First of all birds – especially Canada Geese and ducks in Oakville (Ontario) habour – disappear when the temperature hits -8 degrees C and no wind as it was today (Sat. Feb 8/25).

But on Thursday morning there were thousands of birds both on the water and flying above the dozen or so bird photographers from the Oakville Camera Club.

Thousands of birds in the air and most of us with big lenses and cameras capable of shooting 15 to 50 frames a second results in thousands of images on the SD card.

Then we get home and download the images and open up our RAW editors and start the culling process of 2,000 images.

After about an hour or so the culling process has devolved into a survival situation. I’m so overwhelmed with images to pick from that I start jumping around from group to group. It gets really easy to miss a great shot in the middle of a bunch of okish images.

So I’m looking a photo culling software and there’s a ton of selections. Free is good but the more expensive stuff has a lot more features.

It comes down to how many features do I need?

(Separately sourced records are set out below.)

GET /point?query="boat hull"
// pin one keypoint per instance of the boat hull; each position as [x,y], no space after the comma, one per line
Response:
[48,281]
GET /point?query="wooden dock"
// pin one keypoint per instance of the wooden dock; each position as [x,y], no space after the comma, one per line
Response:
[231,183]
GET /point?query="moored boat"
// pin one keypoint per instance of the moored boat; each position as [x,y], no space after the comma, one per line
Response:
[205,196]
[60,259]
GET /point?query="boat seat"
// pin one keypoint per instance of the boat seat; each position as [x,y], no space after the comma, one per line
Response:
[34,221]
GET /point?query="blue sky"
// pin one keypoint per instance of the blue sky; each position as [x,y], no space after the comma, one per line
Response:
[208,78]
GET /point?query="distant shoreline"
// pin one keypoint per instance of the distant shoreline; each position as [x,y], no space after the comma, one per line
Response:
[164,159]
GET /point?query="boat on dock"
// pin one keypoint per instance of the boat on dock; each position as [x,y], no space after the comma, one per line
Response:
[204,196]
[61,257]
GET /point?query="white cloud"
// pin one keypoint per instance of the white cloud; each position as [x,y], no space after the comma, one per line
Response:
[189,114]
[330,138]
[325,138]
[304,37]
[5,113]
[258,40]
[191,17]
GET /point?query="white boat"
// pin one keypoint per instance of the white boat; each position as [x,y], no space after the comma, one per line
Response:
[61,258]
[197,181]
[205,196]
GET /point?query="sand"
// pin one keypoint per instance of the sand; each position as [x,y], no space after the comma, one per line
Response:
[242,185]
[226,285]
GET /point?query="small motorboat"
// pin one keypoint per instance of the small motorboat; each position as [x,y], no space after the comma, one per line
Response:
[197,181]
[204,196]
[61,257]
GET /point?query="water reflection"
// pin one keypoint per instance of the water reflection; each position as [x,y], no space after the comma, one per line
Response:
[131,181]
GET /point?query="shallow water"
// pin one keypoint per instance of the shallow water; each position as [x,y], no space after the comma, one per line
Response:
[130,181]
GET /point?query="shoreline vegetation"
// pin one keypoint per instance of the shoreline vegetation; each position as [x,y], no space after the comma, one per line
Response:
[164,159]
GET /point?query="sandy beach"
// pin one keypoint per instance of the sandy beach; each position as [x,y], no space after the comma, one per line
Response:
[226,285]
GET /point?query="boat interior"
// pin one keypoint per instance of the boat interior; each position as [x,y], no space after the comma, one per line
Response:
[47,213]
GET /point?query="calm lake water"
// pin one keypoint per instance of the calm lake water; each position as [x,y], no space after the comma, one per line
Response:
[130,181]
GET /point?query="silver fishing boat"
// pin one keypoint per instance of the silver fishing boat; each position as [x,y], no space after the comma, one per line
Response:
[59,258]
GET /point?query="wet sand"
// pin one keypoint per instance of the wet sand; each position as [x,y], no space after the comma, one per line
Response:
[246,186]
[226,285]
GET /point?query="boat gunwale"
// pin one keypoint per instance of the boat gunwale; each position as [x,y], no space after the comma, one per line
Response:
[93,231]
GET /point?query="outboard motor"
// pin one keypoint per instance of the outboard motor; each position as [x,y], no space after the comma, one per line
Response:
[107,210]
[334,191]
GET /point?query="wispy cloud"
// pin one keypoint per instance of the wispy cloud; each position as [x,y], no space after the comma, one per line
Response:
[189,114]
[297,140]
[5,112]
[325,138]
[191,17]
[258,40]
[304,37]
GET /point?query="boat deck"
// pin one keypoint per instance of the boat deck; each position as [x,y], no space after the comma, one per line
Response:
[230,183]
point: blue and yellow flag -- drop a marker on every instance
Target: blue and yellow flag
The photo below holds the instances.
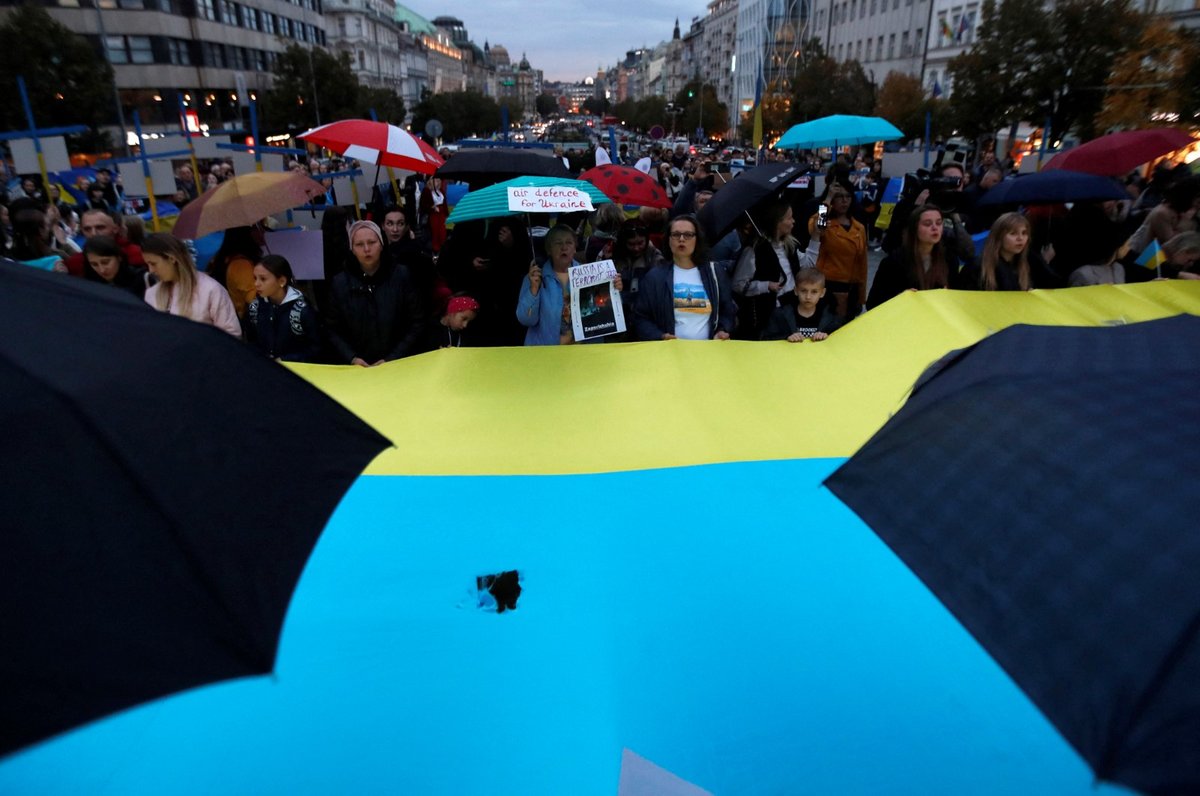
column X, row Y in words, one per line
column 689, row 591
column 1152, row 257
column 757, row 114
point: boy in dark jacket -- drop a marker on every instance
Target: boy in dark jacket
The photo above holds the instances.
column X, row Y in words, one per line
column 810, row 318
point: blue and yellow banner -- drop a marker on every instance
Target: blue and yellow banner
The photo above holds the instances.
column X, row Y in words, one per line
column 689, row 591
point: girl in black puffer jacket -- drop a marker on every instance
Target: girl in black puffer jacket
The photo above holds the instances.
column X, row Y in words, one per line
column 280, row 322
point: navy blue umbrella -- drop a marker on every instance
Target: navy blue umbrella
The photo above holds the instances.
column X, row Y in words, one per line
column 1036, row 485
column 1054, row 187
column 162, row 486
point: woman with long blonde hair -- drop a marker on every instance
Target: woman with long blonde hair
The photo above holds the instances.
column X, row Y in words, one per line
column 184, row 291
column 1005, row 263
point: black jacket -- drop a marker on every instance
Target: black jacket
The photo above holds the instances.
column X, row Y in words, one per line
column 375, row 317
column 287, row 330
column 895, row 275
column 784, row 322
column 654, row 305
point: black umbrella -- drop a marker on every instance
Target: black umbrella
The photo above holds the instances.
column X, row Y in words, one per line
column 484, row 167
column 753, row 186
column 1054, row 187
column 162, row 488
column 1041, row 485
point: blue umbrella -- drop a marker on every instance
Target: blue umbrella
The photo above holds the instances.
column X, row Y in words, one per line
column 839, row 131
column 1051, row 187
column 493, row 201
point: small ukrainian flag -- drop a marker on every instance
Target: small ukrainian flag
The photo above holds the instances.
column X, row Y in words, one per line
column 1152, row 257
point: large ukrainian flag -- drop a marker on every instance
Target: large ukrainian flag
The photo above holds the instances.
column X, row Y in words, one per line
column 690, row 592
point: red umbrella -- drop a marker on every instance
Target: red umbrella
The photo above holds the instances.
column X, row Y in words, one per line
column 625, row 185
column 1117, row 154
column 376, row 142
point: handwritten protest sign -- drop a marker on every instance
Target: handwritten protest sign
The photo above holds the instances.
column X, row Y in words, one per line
column 595, row 301
column 549, row 199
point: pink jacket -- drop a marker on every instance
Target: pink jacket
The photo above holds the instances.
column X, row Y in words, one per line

Worse artifical intelligence is being introduced into some culling and editing software. It works like this: download let’s say 5,000 images from a wedding shoot and then ask the AI to separate all out of focus images to a separate folder. Same thing for all poorly exposed images.

From what’s left you might want to ask AI to select all images shot outside or all images of the bride or all images of groups.

This is amazing stuff…..and expensive too LOL.